America’s rural transportation system provides the first and last link in the supply chain from farm to market, connects manufacturers to their customers, supports the tourism industry, and enables the production of energy, food and fiber. Rural Americans are more reliant on the quality of their transportation system than their urban counterparts.

“This report highlights again the critical need for federal action to modernize our nation’s infrastructure,” said Ed Mortimer, vice president of transportation infrastructure of the U.S. Chamber of Commerce. “We have a historic opportunity to address many rural infrastructure needs with President Trump and Congress discussing a major infrastructure bill.
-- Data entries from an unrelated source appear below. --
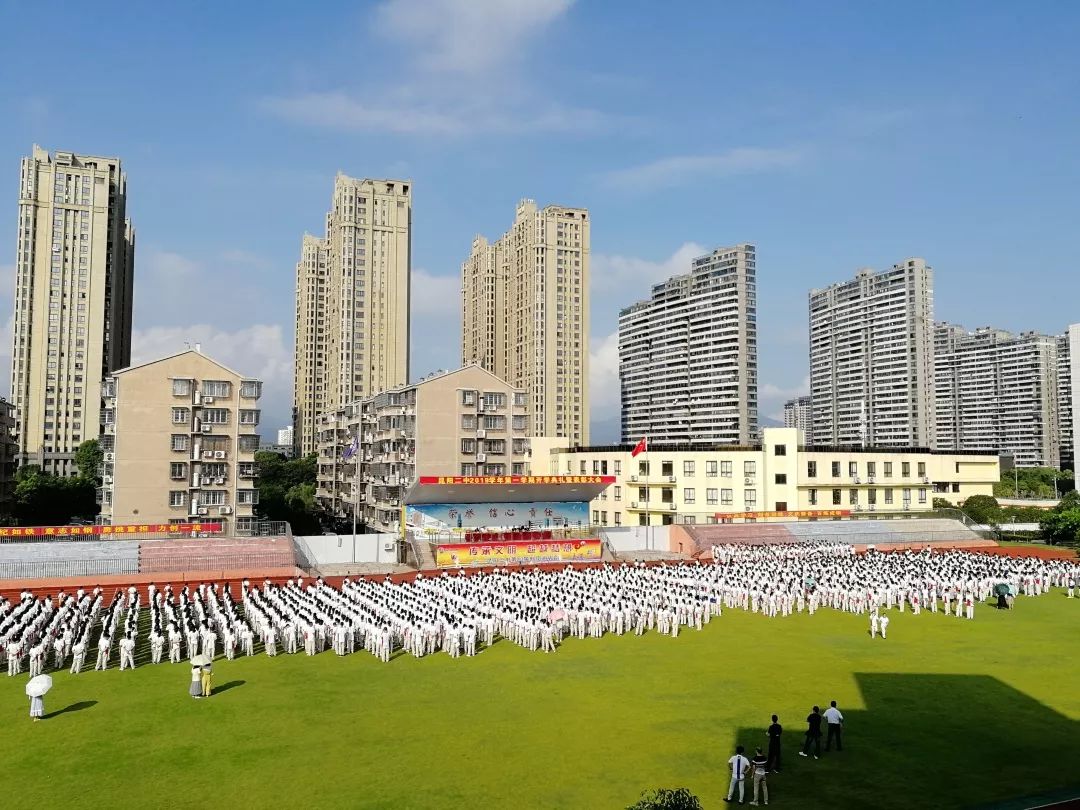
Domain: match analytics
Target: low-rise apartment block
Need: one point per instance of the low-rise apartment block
(179, 436)
(461, 422)
(723, 484)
Let’s hope they act to address this critical issue!”

The TRIP report finds that the U.S. needs to implement transportation improvements that will improve rural transportation connectivity, safety and conditions to provide the nation’s small communities and rural areas with safe and efficient access to support quality of life and enhance economic productivity.

“Farmers and ranchers depend on rural roads, highways and bridges for daily life and to move their products to market,” said Zippy Duvall, president of the American Farm Bureau Federation. “Securing the appropriate resources at the local, state and federal levels will allow for the improvements needed to provide a rural transportation system that will keep goods moving, American agriculture competitive and rural Americans safe.”
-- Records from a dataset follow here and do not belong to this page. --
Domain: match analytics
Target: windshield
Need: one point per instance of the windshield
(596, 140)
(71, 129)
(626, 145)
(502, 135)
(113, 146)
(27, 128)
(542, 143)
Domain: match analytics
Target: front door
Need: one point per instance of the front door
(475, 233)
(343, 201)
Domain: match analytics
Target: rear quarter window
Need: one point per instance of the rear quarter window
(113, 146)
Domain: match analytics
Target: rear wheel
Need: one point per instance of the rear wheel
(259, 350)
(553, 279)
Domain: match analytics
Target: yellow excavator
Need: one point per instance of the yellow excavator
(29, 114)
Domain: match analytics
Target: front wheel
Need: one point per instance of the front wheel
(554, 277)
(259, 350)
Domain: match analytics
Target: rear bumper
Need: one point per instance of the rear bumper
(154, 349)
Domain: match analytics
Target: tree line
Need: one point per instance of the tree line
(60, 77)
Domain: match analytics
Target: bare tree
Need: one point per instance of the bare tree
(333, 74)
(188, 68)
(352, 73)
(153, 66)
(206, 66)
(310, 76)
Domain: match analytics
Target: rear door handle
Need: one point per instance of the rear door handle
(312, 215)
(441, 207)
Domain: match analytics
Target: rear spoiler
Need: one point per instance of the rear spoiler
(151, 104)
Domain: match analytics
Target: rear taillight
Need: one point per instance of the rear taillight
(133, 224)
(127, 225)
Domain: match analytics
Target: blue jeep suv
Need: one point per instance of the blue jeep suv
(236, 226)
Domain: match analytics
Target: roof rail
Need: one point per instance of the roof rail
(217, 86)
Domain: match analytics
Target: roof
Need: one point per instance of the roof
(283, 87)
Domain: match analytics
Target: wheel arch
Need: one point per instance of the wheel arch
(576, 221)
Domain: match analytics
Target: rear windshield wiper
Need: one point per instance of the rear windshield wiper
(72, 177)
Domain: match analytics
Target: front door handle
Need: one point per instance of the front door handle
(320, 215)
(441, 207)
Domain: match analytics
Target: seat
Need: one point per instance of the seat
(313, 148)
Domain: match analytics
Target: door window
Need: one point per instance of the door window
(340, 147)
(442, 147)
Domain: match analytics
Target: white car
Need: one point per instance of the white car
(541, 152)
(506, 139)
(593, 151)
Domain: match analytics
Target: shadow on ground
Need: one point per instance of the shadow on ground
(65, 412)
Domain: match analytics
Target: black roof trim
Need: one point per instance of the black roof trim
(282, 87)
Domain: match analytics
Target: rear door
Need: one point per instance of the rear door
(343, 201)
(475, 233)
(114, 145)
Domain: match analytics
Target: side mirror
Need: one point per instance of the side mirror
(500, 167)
“The health of the nation’s economy and the safety and quality of life in America’s small communities and rural areas ride on our rural transportation system. Our rural roads and bridges provide crucial links from farm to market, move manufactured and energy products, and provide access to countless tourism, social and recreational destinations,” said Will Wilkins, executive director of TRIP. “Fixing the federal Highway Trust Fund with a long-term, sustainable source of revenue that supports the transportation investment needed will be crucial to the modernization of our rural transportation system.”